The number of students with women’s studies as a minor has doubled since last year, according to Hancock.

“In just the first two weeks of class we picked up an additional four minors,” she said.

She also said the women’s studies department is under-funded. It is run by a part-time director, a part-time secretary and work-study students.

“We pretty much go bankrupt well before the end of the fiscal year,” Hancock said. “We are always scrounging. We’re pretty much the dumpster divers of programs on the campus…There’s just no money for us.”

She said the women’s studies department uses furniture and computers other departments have thrown away. The computers are so old they have stamps on the front which say they can no longer be serviced.

New this year, NKU has temporarily appointed a full-time women’s studies instructor.

“It’s only year-to-year, so it’s not stable, yet,” Hancock said. “But we have a full-time instructor. In the past, women’s studies has relied entirely on other departments to allow their faculty to cross list courses for women’s studies, or to lend us a faculty member.”

She said, “This is a really strong program that is currently under-funded, but were making strides…It is still in its fledgling stages, but is growing by leaps and bounds.”

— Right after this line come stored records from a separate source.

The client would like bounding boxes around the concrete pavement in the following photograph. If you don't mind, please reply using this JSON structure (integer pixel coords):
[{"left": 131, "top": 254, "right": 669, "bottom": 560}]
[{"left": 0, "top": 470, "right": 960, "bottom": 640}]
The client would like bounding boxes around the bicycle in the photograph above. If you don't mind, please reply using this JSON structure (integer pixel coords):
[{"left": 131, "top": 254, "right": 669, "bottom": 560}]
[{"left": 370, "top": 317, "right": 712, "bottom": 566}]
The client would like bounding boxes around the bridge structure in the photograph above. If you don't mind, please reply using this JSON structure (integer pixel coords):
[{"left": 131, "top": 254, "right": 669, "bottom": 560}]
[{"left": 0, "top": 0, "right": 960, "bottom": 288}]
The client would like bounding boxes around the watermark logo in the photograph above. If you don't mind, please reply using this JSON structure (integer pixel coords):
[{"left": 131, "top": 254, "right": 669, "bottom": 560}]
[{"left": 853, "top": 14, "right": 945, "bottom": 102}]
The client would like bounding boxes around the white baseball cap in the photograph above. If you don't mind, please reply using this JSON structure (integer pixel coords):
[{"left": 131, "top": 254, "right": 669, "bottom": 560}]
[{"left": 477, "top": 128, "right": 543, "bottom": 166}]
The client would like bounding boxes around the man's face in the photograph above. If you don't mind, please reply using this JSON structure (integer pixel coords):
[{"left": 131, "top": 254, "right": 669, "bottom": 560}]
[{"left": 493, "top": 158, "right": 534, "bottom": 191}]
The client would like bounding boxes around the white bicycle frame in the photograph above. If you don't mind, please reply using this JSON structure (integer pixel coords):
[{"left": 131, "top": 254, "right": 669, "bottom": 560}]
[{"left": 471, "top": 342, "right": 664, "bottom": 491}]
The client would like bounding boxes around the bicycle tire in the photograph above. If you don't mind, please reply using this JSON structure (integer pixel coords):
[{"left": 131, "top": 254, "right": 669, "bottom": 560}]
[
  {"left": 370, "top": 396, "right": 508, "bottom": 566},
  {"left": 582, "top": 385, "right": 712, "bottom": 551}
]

Some new courses offered this semester are: punk rock and women’s protest music, the psychology of human sexuality, women and madness, and women, pornography and power. The Women’s Studies program is sponsoring a writing and art contest open to all students enrolled in the fall 2001 or spring 2002 semesters. Each of four categories (creative writing, essay, researcher term paper, and art or other form of creative expression) will award $100 at a banquet to be held March 27th. Entries must be received by March 1st at 4 p.m. in Steely Library, room 203.